Building train transforms ...

Building model: bfe Building softmax-engine for image-reid => Start training

shuguang-52 commented 3 years ago

I am very sorry, the most critical step in the code is written wrong. As shown in Fig. 2 of the paper, the final features are obtained by concatenating the features of the two branches. The previous version is v3_1= v1_1 * v2_1 The right version is v3_1=torch.cat([v1_1, v2_1], 1) I have updated the bfe.py file, please use the latest bfe.py to replace the previous version.

shuguang-52 commented 3 years ago

Since too many changes were made to the files torchreid/models/bfe.py and torchreid/engine/softmax.py, some of the changes may be problematic, but I forgot to restore them back. If there are other problems, I will fix them as soon as possible.

frigidsun commented 3 years ago

Thanks for your reply, I updated your source code, saw your changes in the "bfe.py" file, and ran the code again. But I got similar results as before, mAP/rank-1=38.0%/51.9% on Occluded-Duke, 77.6%/90.4% on Market-1501.

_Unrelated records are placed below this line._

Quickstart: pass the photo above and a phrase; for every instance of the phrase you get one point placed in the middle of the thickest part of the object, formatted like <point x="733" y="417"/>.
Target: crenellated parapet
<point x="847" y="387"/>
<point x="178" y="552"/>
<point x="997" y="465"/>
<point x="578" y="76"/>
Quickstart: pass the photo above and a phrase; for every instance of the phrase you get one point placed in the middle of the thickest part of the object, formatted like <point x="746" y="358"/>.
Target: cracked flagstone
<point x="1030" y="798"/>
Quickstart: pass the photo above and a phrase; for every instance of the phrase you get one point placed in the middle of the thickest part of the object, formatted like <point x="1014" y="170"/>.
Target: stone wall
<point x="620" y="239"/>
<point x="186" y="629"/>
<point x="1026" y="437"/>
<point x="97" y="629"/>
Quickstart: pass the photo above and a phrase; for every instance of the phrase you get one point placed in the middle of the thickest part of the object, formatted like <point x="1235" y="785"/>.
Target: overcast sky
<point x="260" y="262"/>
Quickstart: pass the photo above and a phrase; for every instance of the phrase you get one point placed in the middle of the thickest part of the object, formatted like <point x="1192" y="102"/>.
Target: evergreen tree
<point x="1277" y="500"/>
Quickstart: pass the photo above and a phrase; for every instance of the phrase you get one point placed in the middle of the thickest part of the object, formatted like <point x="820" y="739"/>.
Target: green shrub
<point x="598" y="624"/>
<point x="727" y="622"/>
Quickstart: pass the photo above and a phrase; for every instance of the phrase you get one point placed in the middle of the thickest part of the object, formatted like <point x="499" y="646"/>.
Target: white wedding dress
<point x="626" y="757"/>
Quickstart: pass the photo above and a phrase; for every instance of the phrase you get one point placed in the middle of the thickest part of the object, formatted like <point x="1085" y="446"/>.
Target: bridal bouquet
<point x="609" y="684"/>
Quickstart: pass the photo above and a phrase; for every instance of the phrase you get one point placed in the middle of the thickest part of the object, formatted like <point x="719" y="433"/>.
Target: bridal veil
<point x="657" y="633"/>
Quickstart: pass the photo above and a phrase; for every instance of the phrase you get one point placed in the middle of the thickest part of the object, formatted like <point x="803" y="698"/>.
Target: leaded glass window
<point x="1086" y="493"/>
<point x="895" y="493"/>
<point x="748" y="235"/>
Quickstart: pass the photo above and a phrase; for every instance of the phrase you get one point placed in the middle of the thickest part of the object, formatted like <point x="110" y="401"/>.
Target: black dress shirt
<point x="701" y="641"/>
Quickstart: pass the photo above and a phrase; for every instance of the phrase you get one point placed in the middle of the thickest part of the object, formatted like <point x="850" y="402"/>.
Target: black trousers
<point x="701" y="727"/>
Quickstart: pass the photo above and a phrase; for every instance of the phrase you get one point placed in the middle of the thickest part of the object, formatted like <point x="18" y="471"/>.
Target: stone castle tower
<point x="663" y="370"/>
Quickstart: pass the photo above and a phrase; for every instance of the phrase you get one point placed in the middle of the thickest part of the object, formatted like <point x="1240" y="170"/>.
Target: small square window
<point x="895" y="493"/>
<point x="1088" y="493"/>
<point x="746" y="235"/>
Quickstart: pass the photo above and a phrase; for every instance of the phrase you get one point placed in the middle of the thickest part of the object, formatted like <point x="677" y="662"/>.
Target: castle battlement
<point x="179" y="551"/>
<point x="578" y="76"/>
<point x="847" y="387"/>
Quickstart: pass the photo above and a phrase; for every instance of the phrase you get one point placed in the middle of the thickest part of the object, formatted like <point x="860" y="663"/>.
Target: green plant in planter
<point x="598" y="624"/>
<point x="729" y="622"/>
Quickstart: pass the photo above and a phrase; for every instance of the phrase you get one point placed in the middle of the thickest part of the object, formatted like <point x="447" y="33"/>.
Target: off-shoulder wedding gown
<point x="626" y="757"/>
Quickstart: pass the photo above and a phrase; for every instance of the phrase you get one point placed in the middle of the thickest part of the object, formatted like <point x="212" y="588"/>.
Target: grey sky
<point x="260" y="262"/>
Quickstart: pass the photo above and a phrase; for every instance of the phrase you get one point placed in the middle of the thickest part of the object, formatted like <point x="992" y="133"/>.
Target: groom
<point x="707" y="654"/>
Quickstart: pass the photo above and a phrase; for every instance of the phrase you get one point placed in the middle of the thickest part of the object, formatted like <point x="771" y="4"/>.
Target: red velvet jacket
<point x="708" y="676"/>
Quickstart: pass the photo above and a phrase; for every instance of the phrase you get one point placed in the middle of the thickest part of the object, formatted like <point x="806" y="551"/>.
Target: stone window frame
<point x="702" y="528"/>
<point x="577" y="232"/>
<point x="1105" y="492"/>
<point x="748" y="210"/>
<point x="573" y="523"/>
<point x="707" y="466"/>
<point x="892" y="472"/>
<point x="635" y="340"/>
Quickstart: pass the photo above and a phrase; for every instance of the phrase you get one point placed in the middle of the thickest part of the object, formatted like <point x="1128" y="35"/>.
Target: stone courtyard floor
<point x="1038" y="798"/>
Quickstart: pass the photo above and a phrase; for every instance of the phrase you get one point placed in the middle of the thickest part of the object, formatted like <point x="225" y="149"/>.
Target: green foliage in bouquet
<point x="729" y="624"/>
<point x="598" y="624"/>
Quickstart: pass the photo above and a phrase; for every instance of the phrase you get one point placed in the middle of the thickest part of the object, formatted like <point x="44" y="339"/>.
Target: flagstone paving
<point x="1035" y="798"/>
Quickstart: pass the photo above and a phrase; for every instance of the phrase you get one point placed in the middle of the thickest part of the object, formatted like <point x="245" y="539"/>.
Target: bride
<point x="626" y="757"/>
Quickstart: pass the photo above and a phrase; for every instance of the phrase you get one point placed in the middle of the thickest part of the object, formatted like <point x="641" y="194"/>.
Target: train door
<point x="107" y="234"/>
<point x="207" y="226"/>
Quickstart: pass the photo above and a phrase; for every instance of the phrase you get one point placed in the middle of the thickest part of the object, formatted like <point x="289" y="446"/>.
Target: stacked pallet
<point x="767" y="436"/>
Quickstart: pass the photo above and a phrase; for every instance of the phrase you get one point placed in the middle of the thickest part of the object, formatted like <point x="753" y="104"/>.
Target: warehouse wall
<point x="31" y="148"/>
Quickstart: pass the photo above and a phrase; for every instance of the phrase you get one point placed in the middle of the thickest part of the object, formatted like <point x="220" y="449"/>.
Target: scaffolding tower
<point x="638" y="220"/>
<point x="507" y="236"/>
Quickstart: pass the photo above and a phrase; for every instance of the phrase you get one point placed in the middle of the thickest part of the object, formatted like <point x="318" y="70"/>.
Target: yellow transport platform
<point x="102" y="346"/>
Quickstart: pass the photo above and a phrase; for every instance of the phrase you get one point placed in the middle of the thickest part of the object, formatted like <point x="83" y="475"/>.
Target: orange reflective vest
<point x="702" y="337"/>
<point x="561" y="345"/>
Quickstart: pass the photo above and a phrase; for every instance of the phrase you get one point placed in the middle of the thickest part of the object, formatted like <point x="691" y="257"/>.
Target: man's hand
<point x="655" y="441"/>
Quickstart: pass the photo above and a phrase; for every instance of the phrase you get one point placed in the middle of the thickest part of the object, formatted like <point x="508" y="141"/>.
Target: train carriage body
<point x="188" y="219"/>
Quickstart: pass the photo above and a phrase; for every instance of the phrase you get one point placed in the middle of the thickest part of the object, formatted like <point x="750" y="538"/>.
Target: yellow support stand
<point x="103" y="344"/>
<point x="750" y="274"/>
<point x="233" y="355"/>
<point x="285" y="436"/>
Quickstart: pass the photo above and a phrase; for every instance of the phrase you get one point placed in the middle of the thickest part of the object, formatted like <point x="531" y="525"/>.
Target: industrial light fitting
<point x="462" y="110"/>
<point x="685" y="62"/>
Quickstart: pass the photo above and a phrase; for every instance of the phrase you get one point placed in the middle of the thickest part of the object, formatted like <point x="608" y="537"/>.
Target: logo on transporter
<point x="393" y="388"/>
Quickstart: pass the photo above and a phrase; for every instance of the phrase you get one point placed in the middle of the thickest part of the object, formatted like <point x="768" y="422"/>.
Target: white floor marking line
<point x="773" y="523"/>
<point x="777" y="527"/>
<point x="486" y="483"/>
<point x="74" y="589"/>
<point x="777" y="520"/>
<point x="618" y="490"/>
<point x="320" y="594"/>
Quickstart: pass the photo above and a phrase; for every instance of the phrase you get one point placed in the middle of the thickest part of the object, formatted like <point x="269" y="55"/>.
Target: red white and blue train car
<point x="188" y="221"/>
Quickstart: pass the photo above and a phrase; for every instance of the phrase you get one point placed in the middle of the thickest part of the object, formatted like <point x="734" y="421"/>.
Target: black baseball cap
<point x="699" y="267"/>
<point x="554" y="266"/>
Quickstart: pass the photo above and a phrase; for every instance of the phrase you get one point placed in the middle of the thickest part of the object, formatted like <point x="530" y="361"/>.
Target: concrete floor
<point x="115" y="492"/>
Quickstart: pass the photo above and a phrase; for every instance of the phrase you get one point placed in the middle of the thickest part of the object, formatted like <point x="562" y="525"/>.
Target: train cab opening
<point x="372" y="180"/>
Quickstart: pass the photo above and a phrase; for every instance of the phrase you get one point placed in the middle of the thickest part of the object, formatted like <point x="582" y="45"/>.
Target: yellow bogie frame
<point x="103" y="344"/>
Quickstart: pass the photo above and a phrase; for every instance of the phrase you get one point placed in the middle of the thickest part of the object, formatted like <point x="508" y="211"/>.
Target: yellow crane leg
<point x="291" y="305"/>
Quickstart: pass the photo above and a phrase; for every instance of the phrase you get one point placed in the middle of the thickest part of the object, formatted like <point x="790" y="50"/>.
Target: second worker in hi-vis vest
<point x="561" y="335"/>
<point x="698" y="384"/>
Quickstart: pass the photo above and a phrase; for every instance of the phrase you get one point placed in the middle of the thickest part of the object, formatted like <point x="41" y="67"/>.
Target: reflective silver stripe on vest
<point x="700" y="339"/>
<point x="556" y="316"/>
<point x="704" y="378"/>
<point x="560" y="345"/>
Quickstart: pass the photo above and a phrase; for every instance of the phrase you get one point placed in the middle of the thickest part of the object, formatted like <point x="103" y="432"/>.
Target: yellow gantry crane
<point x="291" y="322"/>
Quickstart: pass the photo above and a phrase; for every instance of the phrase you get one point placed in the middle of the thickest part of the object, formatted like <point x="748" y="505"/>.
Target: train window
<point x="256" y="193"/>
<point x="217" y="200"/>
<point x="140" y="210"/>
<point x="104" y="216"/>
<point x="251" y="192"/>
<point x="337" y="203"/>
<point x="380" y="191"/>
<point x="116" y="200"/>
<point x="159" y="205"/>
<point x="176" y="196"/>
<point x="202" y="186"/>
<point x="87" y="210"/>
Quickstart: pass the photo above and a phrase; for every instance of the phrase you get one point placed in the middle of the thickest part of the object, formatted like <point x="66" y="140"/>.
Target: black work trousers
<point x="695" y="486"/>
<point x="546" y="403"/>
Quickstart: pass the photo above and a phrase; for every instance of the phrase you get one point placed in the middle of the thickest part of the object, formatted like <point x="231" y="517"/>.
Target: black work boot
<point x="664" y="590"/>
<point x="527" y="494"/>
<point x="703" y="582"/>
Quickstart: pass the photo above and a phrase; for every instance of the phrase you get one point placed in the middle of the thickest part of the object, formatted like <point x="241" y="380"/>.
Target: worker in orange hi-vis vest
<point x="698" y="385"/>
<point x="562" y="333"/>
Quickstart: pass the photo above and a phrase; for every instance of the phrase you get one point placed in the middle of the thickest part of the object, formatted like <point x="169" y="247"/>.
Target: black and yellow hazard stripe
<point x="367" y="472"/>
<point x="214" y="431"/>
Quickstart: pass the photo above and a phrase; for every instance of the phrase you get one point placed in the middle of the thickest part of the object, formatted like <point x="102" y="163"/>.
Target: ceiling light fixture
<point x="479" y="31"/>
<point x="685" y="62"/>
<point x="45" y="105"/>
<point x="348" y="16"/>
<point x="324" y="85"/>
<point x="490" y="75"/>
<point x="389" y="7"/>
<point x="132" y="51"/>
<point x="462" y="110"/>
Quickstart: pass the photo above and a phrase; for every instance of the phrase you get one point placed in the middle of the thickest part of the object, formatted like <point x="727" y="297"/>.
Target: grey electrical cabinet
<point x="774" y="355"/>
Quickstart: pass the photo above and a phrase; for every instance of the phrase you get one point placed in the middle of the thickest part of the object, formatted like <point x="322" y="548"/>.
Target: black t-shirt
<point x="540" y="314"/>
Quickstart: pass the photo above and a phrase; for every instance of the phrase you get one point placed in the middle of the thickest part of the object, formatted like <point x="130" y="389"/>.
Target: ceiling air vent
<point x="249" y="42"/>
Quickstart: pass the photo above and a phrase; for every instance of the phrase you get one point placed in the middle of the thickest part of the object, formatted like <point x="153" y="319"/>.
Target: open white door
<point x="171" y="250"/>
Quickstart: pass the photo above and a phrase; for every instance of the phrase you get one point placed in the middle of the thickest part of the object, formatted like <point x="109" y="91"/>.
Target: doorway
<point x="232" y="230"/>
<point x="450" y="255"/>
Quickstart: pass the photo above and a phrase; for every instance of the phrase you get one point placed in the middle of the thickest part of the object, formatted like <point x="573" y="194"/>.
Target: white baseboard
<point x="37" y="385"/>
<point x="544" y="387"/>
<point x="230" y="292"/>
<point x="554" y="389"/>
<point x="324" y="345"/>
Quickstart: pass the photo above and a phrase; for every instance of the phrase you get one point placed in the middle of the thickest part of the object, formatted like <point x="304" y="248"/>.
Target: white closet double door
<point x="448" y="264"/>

shuguang-52 commented 3 years ago

To verify the correctness of the code, I re-ran the experiment on Occluded-Duke with the following results: train.log-2021-06-24-19-16-29.txt As the log file shows, the performance reaches about the same level as in the paper around the 60th epoch. I uploaded configs/bfe.yaml, torchreid/models/bfe.py and torchreid/engine/softmax.py from the code I ran locally this time to GitHub, and this time there should be no problem.